Alışverişlerimizi internet üzerinden yapıp, kargo elemanlarıyla muhatap olmaya başlamıştık. Artık kargocular, "evde yoktunuz" mesajı bırakıp kaçamıyorlardı. Çünkü böyle bir ihtimal kalmamıştı. Çalan her kapının ardından, özel bir operasyona hazırlanır gibi tefrişatımızı tamamlıyor, eldiven, maske, kolonya üçlüsünü hazırlıyorduk. Gelen her kargocuya "dünyanın bütün virüslerini üzerinde taşıyan adam" muamelesi yapıyorduk.  Kapıya yaklaşmasına izin vermeksizin iki metre ötede bıraktırıyorduk. Görevini yapan adama bir uçan tekme atmadığımız kalmıştı. Belki onu da atarız da ya virüs bulaşırsa! Burada virüsün tek derdinin insan olmadığını aynı zamanda insanlıkla da çekiştiğini gördük.

3. HAFTA
    Nihayet baykuş, eşini de alıp geldi. Haberleşme sonuç vermişti. Erkek evde oturduğundan daha iriceydi sanırım. Baykuş gibi yabani bir hayvanın insana yaklaşmasına şaşırmakla beraber, hoşuma da gidiyordu bu durum. Her zamankinden öttüler. Ben de... Durumun farkında gibiydiler. Teselli eder gibi, biraz da hüzünlü baktılar. Korkmayayım diye kafalarını çevirmediler. Sonra müsaade isteyip karşıya, evlerine geçtiler. 

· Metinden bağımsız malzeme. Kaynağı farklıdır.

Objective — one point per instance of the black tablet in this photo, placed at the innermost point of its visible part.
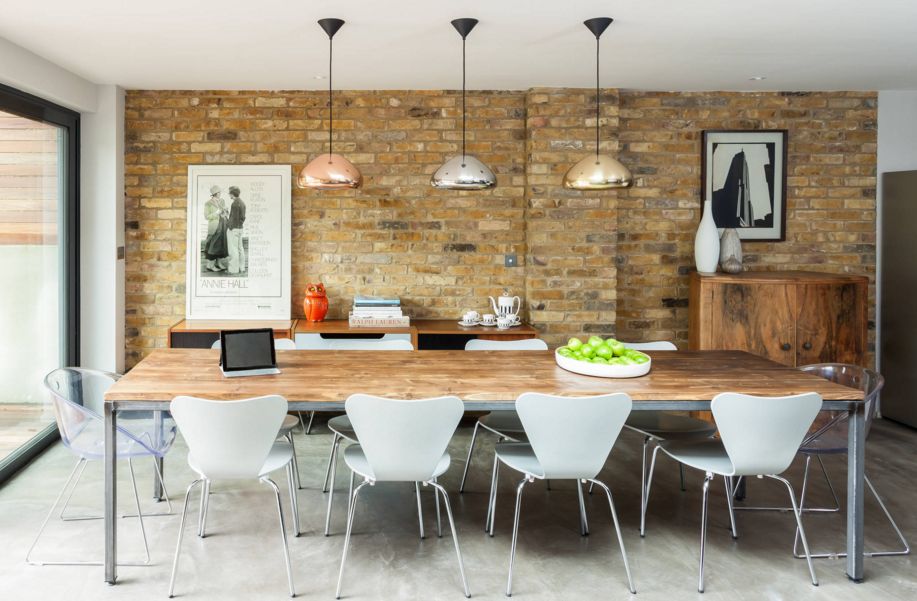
(247, 352)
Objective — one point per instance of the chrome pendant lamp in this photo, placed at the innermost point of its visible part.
(329, 171)
(601, 171)
(463, 172)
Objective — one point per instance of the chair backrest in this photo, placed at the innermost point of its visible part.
(572, 436)
(529, 344)
(404, 439)
(229, 439)
(280, 344)
(852, 376)
(659, 345)
(763, 434)
(369, 344)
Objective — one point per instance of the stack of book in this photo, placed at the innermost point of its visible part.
(377, 311)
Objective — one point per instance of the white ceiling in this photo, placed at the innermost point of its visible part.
(409, 44)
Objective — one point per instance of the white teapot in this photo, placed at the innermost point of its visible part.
(506, 305)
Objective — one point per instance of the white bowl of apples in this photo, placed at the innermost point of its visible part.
(605, 358)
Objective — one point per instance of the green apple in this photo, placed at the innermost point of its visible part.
(604, 352)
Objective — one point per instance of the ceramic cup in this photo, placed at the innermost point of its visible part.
(504, 322)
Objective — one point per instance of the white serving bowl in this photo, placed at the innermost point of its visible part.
(601, 370)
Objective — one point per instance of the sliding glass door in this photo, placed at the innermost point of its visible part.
(38, 266)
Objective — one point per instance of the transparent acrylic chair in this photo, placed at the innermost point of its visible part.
(505, 424)
(235, 440)
(831, 439)
(570, 438)
(401, 441)
(759, 436)
(77, 397)
(343, 430)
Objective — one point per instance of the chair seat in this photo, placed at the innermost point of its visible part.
(341, 425)
(706, 455)
(664, 425)
(357, 462)
(279, 456)
(503, 421)
(289, 422)
(521, 457)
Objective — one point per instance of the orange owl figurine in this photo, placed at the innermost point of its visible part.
(315, 305)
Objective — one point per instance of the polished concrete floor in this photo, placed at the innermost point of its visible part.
(241, 557)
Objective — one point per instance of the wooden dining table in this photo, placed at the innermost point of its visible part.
(485, 381)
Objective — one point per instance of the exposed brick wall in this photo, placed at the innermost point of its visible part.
(596, 262)
(831, 192)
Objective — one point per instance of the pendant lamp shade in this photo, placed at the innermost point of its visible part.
(598, 171)
(463, 172)
(329, 171)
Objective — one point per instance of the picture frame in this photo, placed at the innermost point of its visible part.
(743, 173)
(238, 242)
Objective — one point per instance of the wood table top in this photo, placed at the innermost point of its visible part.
(329, 377)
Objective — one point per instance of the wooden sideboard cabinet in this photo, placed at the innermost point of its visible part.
(792, 317)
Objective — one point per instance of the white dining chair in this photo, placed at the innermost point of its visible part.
(235, 440)
(661, 425)
(341, 427)
(505, 424)
(759, 436)
(77, 397)
(401, 441)
(290, 421)
(570, 438)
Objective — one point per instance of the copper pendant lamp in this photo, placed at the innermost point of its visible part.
(329, 171)
(598, 172)
(463, 172)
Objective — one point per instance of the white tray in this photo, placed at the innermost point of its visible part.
(601, 370)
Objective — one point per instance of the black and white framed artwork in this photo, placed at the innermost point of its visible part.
(744, 175)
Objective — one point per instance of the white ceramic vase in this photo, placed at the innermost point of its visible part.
(707, 242)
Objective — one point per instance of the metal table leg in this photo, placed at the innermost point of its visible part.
(160, 465)
(111, 496)
(856, 457)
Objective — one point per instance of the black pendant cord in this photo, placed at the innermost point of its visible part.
(330, 99)
(596, 98)
(463, 101)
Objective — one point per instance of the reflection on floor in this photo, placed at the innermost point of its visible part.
(241, 558)
(19, 423)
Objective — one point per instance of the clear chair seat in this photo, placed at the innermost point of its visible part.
(705, 455)
(669, 426)
(356, 460)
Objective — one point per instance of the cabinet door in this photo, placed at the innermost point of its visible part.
(758, 318)
(830, 323)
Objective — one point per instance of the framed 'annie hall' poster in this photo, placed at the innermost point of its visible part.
(238, 254)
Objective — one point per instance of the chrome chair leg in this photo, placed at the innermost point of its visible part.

Oğlanlar masa tenisini çözdüler. Televizyondan eğitimde ciddiyeti sağlamak zor oldu. Yemek seçimi konusunda huzursuzluk çıkarana, diğer aile fertleri koro halinde "zıkkımın bekini ye!" demeye başladı. Eski resim, evrak, dosyaları elden geçirdim. Evde onarılacak yerler vardı. Daha çok bozarım diye hiç elimi sürmedim. Kemal Sunal filmi gibisi yok. Postacı en güzeli.

4. HAFTA
Televizyonda Salgın'a dair bir şey izlememeye karar verdik. Yaptığımız ekmekler değme fırıncılara taş çıkaracak cinsten. Salgın geçince fırın açmayı bile düşünüyoruz. Yine kargocu geldi. Adama iyi davrandım bu sefer. Balkondaki adam, yanındaki birisiyle sigara içiyor. Küllükleri de var! Anladım bu adam yalnız olduğunda bahçe aklına geliyor. Misafir şart.

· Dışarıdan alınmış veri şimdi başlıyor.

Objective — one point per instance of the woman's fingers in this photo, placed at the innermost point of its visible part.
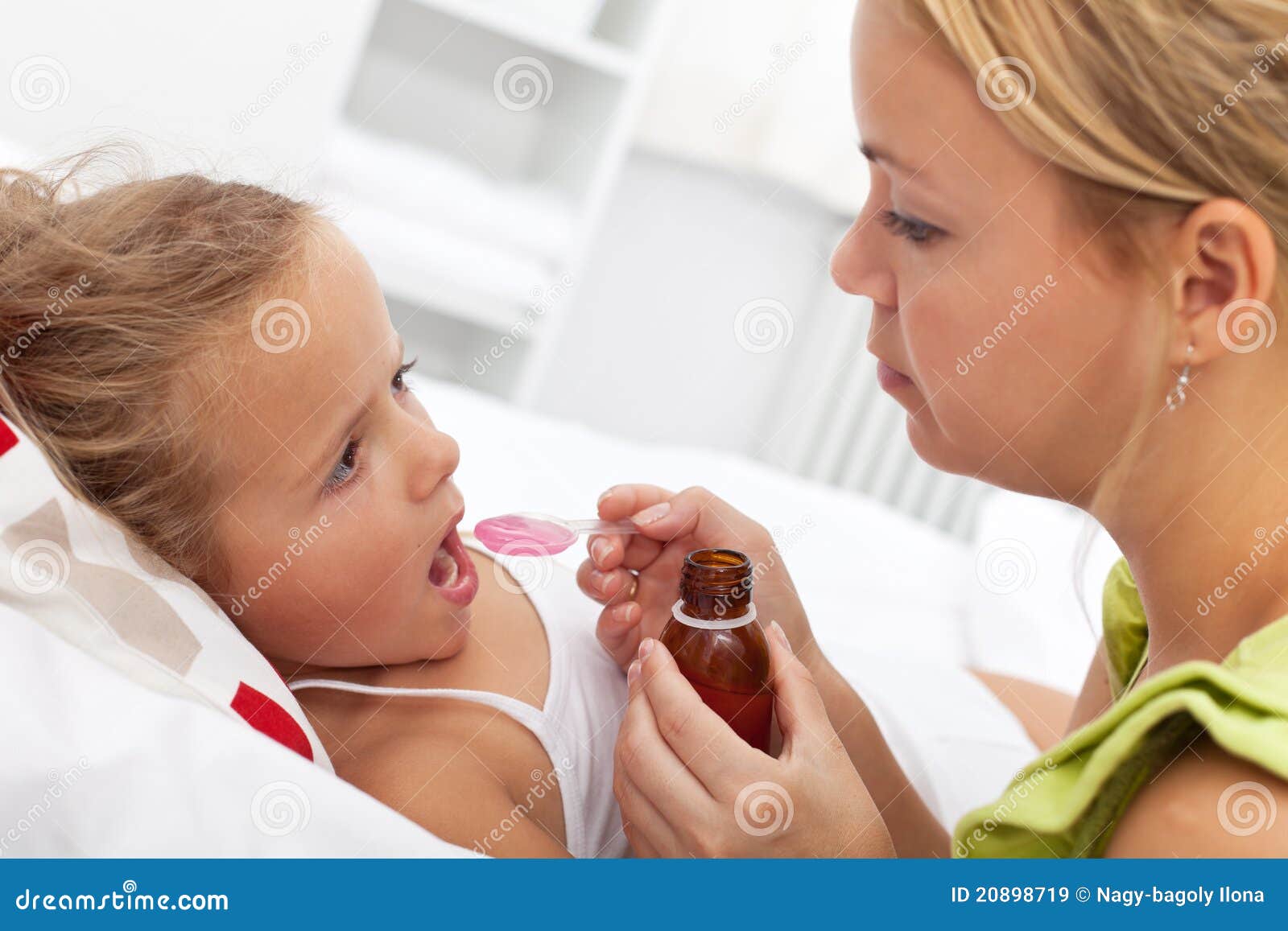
(646, 759)
(800, 710)
(621, 501)
(696, 735)
(618, 631)
(629, 551)
(644, 827)
(702, 517)
(605, 587)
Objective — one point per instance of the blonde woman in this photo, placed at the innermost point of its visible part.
(1133, 160)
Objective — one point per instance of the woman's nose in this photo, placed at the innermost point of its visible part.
(431, 457)
(860, 264)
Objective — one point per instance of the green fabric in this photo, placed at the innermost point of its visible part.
(1067, 802)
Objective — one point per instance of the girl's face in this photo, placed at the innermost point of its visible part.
(1015, 356)
(336, 487)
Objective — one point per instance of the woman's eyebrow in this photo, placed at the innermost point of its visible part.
(877, 154)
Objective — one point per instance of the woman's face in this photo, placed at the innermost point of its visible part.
(336, 487)
(1015, 354)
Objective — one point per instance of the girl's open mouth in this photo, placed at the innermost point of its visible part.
(452, 572)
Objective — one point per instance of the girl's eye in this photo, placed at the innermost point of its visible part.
(398, 384)
(914, 231)
(347, 468)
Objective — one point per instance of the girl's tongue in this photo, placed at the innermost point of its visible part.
(452, 572)
(444, 571)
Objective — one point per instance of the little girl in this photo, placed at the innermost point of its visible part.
(225, 375)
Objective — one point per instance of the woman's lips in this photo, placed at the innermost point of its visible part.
(465, 586)
(890, 377)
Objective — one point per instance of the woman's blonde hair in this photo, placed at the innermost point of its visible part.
(119, 315)
(1150, 107)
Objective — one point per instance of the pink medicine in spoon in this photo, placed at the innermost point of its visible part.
(514, 534)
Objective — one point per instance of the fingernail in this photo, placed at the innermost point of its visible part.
(650, 514)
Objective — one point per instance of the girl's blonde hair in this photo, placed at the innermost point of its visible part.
(119, 315)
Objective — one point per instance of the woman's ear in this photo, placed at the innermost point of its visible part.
(1227, 263)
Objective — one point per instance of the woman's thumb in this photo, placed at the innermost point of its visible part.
(802, 714)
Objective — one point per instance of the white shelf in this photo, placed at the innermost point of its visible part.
(470, 208)
(450, 192)
(585, 51)
(436, 268)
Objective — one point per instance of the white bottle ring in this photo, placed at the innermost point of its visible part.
(721, 624)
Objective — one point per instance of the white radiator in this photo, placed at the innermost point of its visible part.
(832, 422)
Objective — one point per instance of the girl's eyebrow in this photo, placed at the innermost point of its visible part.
(332, 448)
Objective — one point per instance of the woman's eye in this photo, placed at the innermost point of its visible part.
(914, 231)
(399, 383)
(345, 468)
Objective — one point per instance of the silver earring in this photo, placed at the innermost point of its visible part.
(1176, 397)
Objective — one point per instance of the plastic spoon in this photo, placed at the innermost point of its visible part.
(540, 534)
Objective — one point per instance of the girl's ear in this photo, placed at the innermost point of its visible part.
(1225, 274)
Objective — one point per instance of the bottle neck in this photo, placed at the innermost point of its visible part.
(715, 586)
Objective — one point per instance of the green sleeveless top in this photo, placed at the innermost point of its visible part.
(1068, 801)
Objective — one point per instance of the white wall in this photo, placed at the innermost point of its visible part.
(250, 89)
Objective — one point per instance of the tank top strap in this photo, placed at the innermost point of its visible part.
(525, 714)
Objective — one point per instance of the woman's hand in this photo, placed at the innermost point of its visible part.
(688, 785)
(638, 576)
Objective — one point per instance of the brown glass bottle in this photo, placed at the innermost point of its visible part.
(723, 656)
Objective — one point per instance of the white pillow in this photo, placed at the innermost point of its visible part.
(1032, 611)
(72, 571)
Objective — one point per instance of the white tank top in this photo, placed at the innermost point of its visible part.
(585, 701)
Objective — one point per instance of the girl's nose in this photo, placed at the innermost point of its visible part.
(431, 457)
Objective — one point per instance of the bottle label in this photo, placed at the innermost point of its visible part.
(721, 624)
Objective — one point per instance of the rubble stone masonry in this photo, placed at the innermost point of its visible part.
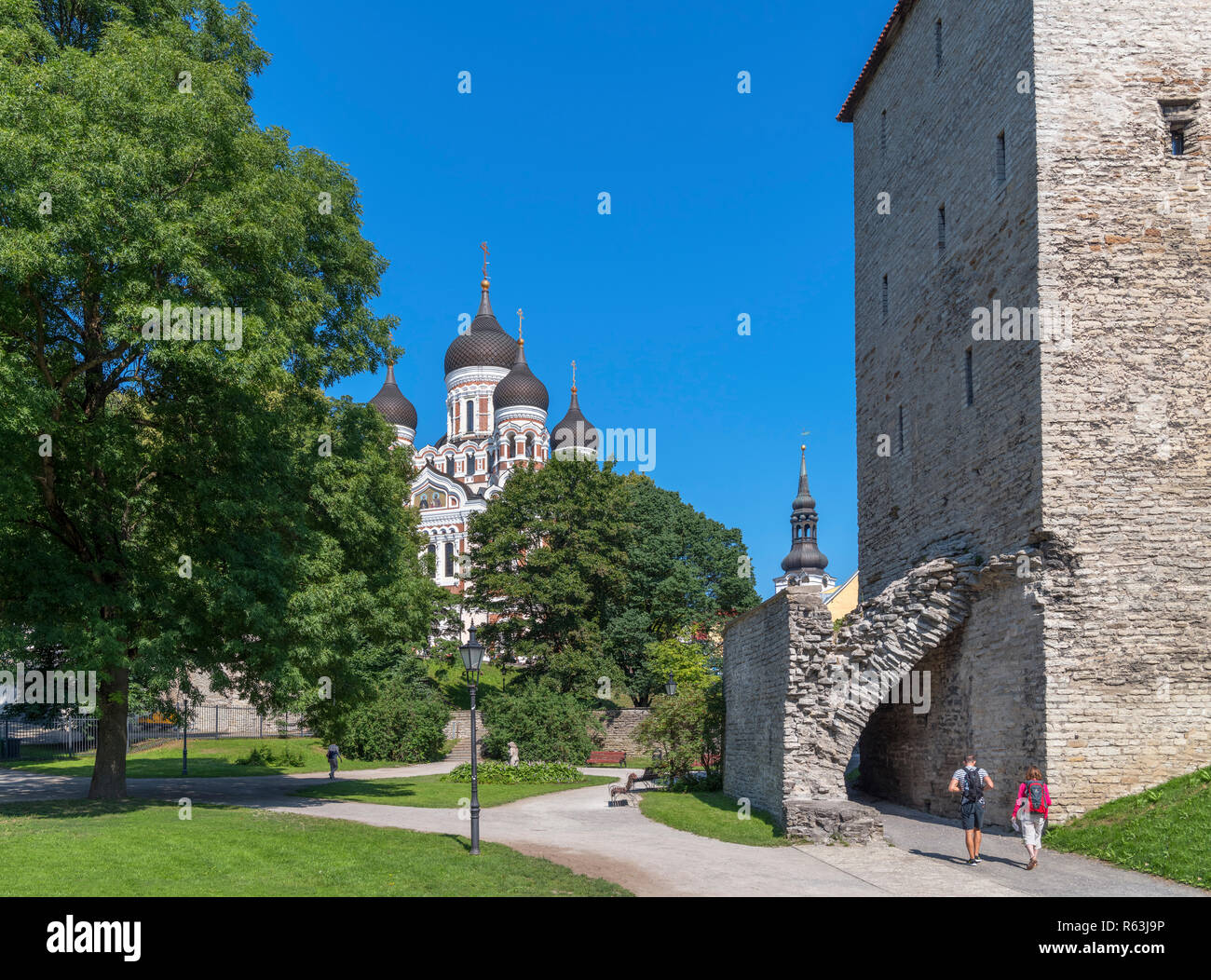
(1022, 152)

Evde kimsenin gözünün yaşına bakılmıyor artık. Herkes önüne konulanı yiyor uslu uslu. Saç tıraşı için makine getirdi kargocu. Tatbikatı büyük oğlanın üzerinde yaptık. Sonuç fena değildi.

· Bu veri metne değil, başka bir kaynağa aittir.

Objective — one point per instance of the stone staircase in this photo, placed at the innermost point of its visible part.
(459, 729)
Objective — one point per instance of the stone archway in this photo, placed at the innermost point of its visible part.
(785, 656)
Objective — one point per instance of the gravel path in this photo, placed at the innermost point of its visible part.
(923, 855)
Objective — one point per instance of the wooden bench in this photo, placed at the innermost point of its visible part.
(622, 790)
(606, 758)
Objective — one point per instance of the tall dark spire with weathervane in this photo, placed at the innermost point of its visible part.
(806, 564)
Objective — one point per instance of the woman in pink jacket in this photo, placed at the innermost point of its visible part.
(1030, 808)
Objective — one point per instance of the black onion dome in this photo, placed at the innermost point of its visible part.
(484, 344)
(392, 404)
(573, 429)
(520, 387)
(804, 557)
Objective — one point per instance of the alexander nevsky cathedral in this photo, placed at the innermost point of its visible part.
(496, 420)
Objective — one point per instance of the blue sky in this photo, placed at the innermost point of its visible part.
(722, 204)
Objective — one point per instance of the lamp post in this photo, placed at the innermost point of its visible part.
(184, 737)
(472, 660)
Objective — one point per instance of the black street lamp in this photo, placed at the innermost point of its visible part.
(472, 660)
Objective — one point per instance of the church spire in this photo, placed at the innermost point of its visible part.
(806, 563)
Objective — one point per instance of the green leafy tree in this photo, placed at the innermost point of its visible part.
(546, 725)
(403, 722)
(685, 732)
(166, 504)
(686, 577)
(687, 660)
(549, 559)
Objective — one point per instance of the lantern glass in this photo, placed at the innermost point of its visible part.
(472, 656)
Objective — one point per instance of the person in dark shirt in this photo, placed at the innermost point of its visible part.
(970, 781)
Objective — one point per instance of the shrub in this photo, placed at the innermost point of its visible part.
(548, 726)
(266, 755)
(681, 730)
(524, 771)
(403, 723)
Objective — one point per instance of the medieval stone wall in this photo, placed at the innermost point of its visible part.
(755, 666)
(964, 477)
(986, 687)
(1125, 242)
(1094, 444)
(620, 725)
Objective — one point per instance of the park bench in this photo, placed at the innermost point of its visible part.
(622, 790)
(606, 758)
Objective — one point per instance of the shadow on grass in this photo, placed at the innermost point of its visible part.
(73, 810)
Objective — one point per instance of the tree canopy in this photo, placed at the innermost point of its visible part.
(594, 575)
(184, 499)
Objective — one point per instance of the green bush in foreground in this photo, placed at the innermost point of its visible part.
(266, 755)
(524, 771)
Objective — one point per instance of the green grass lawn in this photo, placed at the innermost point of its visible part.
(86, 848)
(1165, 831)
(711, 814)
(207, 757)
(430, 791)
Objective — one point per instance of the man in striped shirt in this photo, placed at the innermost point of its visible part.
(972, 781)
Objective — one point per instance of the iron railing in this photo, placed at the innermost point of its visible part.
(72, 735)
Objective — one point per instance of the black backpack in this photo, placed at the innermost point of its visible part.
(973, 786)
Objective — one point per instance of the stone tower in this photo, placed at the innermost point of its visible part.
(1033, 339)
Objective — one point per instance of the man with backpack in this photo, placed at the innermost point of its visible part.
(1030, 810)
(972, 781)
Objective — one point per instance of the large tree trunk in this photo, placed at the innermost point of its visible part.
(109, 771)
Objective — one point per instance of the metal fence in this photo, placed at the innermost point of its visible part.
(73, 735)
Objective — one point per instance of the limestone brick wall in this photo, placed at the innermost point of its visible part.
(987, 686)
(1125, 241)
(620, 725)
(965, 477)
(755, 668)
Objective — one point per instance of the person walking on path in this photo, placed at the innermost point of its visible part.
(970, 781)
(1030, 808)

Hiç bu kadar elimi yıkadığımı hatırlamıyorum. Sanırım obsesif oldum. Yıkama sonrası üstüne kolonya sürülmeyen el, az temizlenmiştir.
Hababam sınıfı da iyi gidiyor. Birazdan ne diyeceğini ezberlediğimiz o filmin karesine, pusudaki kahkahamız hazır, bir daha bir daha eşlik ettik.
Baykuş gelmiyor birkaç gündür; ama görüyorum onları.  Erkek olanı uzaktan izliyor, yanındaki eşine bizi çekiştiriyor: "Bak görüyon mu, insanlara imreniyordun. Bizden beter oldular!"